I’m never sure how to answer when someone asks how I’m doing health-wise. I’d like to say, “I’m okay for now,” or “I’m not sure,” but those replies seem to make people uncomfortable. There is an ongoingness to my autoimmune disease that’s hard to explain. It’s like the wind. Sometimes it blows hard, and other times it stands still . . . and you never know when the next gust will come.
One author wrote this about her autoimmune disease: “A spinal cord injury can paralyze you in a moment, but the paralysis of my disease is a long story. Worse, then better, then worse, then better. For years.”
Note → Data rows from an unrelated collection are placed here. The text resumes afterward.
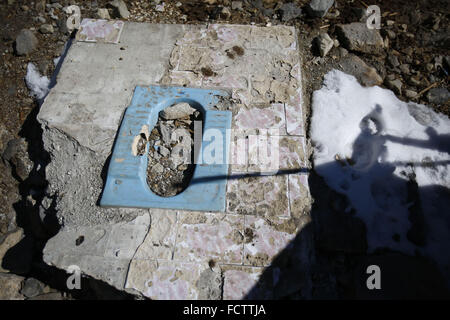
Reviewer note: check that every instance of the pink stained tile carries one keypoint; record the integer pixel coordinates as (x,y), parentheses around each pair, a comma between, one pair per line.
(272,116)
(263,241)
(97,30)
(238,283)
(209,236)
(164,280)
(258,195)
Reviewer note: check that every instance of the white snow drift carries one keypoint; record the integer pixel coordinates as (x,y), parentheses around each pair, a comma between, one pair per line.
(367,144)
(38,85)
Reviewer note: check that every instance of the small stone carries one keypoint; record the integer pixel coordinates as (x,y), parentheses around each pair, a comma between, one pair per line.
(157,169)
(343,52)
(160,7)
(10,285)
(164,151)
(32,287)
(165,131)
(177,111)
(365,74)
(324,43)
(411,94)
(121,7)
(290,11)
(393,60)
(236,5)
(14,258)
(357,37)
(26,42)
(49,296)
(438,95)
(102,13)
(395,85)
(391,34)
(225,13)
(319,8)
(404,68)
(414,81)
(390,77)
(46,29)
(40,6)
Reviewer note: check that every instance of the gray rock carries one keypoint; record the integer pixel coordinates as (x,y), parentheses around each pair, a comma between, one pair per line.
(357,37)
(236,5)
(46,29)
(10,285)
(121,8)
(324,44)
(290,11)
(365,74)
(438,95)
(177,111)
(166,132)
(395,85)
(414,81)
(103,13)
(157,168)
(404,68)
(319,8)
(32,287)
(411,94)
(26,42)
(393,60)
(164,151)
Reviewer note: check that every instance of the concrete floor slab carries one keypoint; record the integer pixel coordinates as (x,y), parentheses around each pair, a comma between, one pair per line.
(164,254)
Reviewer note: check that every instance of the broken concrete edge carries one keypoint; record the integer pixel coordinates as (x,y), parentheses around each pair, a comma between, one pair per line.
(74,170)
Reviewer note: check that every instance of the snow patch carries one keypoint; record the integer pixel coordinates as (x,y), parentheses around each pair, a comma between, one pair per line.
(38,85)
(367,145)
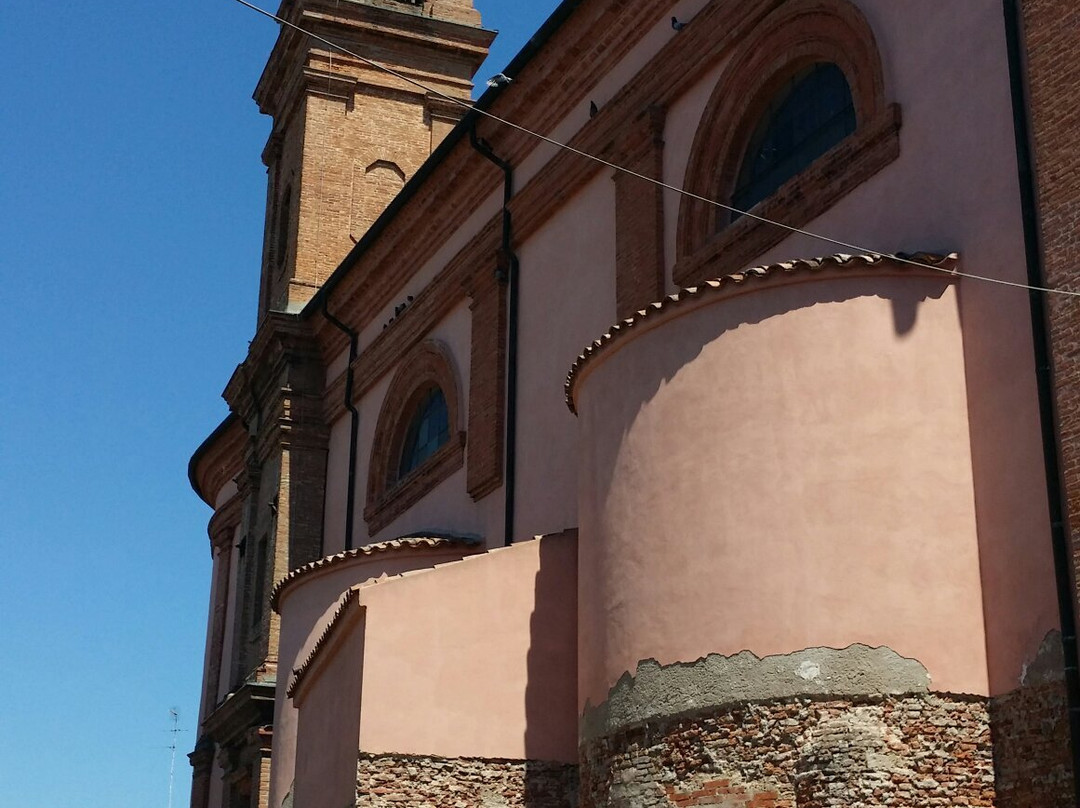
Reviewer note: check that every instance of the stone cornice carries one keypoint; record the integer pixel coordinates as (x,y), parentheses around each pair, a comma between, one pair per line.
(367,282)
(228,516)
(359,26)
(218,460)
(250,705)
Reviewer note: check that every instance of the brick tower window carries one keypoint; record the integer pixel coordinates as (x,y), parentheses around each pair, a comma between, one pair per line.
(284,221)
(418,440)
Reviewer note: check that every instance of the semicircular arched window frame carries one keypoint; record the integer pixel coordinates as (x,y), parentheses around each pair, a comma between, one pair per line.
(428,431)
(786,137)
(418,442)
(810,115)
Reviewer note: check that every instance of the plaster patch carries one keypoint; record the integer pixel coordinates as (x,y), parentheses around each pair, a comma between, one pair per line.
(661,691)
(1048,664)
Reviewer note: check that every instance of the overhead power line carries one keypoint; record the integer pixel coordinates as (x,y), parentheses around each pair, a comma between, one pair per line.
(623,170)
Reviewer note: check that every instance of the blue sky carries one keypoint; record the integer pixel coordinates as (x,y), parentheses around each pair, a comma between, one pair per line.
(131,215)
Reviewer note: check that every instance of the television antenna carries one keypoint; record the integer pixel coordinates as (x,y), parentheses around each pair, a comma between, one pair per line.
(174,714)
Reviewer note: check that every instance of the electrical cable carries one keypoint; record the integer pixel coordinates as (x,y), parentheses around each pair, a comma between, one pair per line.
(659,183)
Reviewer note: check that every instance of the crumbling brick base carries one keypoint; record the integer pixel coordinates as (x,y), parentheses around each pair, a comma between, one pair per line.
(1031,748)
(913,751)
(406,781)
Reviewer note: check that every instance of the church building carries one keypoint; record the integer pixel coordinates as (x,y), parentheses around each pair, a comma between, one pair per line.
(691,419)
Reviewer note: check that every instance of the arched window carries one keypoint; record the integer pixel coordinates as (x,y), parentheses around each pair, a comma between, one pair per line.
(797,120)
(811,113)
(418,441)
(284,223)
(428,431)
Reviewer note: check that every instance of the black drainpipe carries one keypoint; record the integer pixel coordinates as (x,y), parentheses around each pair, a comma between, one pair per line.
(350,509)
(1040,327)
(507,271)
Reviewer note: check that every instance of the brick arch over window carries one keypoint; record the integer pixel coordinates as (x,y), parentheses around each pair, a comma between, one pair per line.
(428,365)
(796,36)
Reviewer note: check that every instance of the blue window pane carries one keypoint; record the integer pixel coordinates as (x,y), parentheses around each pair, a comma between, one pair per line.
(428,430)
(810,115)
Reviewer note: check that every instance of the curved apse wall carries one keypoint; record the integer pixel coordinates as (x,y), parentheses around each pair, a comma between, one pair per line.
(779,463)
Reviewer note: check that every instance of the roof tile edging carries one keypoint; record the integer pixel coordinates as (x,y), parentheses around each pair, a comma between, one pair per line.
(405,542)
(936,263)
(351,597)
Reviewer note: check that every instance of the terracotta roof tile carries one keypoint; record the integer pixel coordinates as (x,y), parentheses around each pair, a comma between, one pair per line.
(936,264)
(403,543)
(350,598)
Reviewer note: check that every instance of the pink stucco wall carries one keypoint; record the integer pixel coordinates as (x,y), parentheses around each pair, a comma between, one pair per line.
(783,469)
(306,606)
(953,188)
(327,723)
(567,298)
(472,659)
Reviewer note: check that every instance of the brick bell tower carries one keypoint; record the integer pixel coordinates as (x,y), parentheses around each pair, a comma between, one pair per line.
(347,136)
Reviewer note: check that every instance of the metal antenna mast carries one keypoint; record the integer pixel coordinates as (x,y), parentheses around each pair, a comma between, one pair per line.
(175,715)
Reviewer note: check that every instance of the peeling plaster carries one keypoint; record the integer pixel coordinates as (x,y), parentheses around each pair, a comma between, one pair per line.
(661,691)
(1048,665)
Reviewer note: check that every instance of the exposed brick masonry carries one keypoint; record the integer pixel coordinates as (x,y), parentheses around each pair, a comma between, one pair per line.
(403,781)
(1031,748)
(892,751)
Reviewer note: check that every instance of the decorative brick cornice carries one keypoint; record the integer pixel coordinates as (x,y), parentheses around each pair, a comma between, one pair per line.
(226,519)
(218,460)
(590,43)
(829,267)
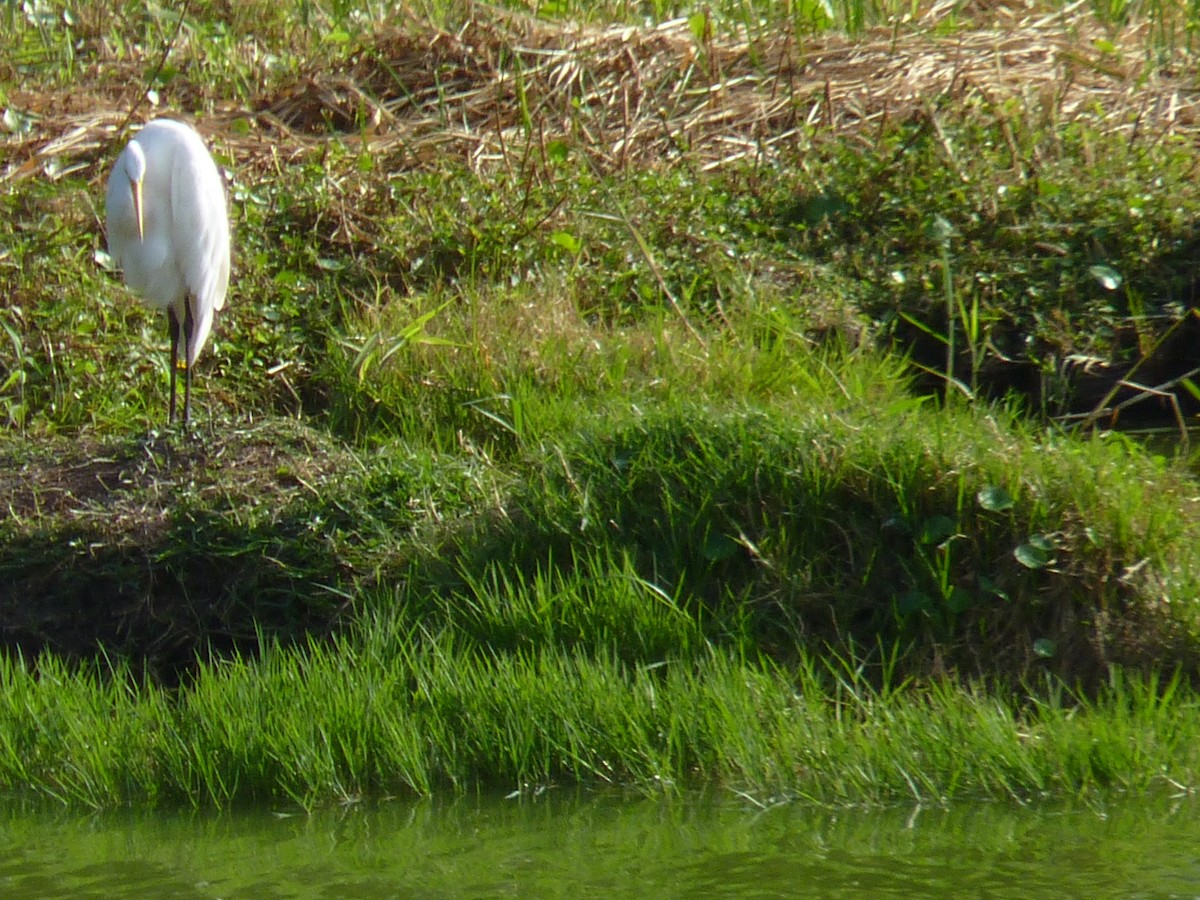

When I was first diagnosed with lupus, fear of death hit me hard. Not so much because I fear being dead, but more because of what it would do to my young family. Sometimes fear still creeps up on me.
But I’ve come to see that the corruption of my body does not undermine the fact that I am still living. Nor is it at odds with God making all things new (Rev. 21:5). Everyone is dying, but sometimes it takes a diagnosis to remember what our purpose is in the meantime.
Shadowlands
Although it’s trendy to “live in the moment,” it’s hard to make sense of our difficulties without reference to the future.
There’s a scene in the movie Shadowlands between C.S. Lewis and his wife, Joy, where she expresses this sentiment well. He is in denial about her cancer diagnosis, and she wants to be able to talk with him about it.
Lewis says, “Now I don’t want to be somewhere else anymore. Not waiting for anything new to happen. Not looking around the next corner, not the next hill. Here now. That’s enough.”
Joy replies, “That’s your kind of happy, isn’t it?”
“Yes. Yes it is.”
“It is not going to last, Jack.”
“We shouldn’t think about that now. Let’s not spoil the time we have together.”
“It doesn’t spoil it. It makes it real. Let me just say it before this rain stops, and we go back.”
“What’s there to say?”
“That I’m going to die, and I want to be with you then, too. The only way I can do that is if I’m able to talk to you about it now.”
“I’ll manage somehow. Don’t worry about me.”
“No, I think it can be better than just managing. What I am trying to say is that the pain then is part of the happiness now. That’s the deal.”
The pain then is part of the happiness now. These words hit me every time I watch this movie. She is saying that the pain of future death intensifies the joy of life today.
For the Christian especially, death causes us to appreciate God’s grace, not only in this life, but especially in the one to come.
In the “shadowlands,” the sun isn’t shining. Clouds of pain and sorrow fill your horizon, and life feels hard. But even here the Christian must acknowledge that victory has swallowed up death (1 Cor. 15:54). Darkness has not won.
The apostle Paul rejoiced “in the hope of the glory of God” (Rom. 5:2), not because his life was easy but because there was glory in his future. And because of that, joy invaded the present.
Hope of Future Glory
God’s blessings in this life are a foretaste of heaven, but without the pain we forget that blessings are merely pointers. We need the pain to remind us there is something better than this world. We wouldn’t long for divine love if human love was perfect. We wouldn’t long for feasting in heaven if there wasn’t starvation, eating disorders, and financial hardships here on earth. We would settle in our sin and take what we could get with no thought of what we are giving up.
The smell of rain, the sound of children laughing, the taste of a fresh blueberry, the pleasure of a friend’s company, and the comfort of a spouse’s arms—these blessings intermingle with pain and uncertainty and make us long for something better.
Ongoing illness is a beast to contend with. So is foster parenting, job insecurity, marriage troubles, persecution, and a host of other unnamed difficulties. But each “affliction is preparing for us an eternal weight of glory beyond all comparison” (2 Cor. 4:17).
Trials are those blessings in disguise that prod us out of our complacency and expose the inadequacy of our favorite worldly comforts.
Jesus invites us to find spiritual rest in Him (Matt. 11:28–29). Unlike its earthly counterparts, the rest Jesus offers transcends the shadowlands and defies our circumstances. As Augustine famously said in his Confessions, “You have made us for yourself, O Lord, and our heart is restless until it rests in you.”
To my fellow shadowlanders: I feel your pain, but we need the hard places to remind us that we are not home yet. They wean us off of lesser hopes and push us into the arms of True Rest, where we were always meant to be.
Jesus offers you rest today. Will you trust Him with your future?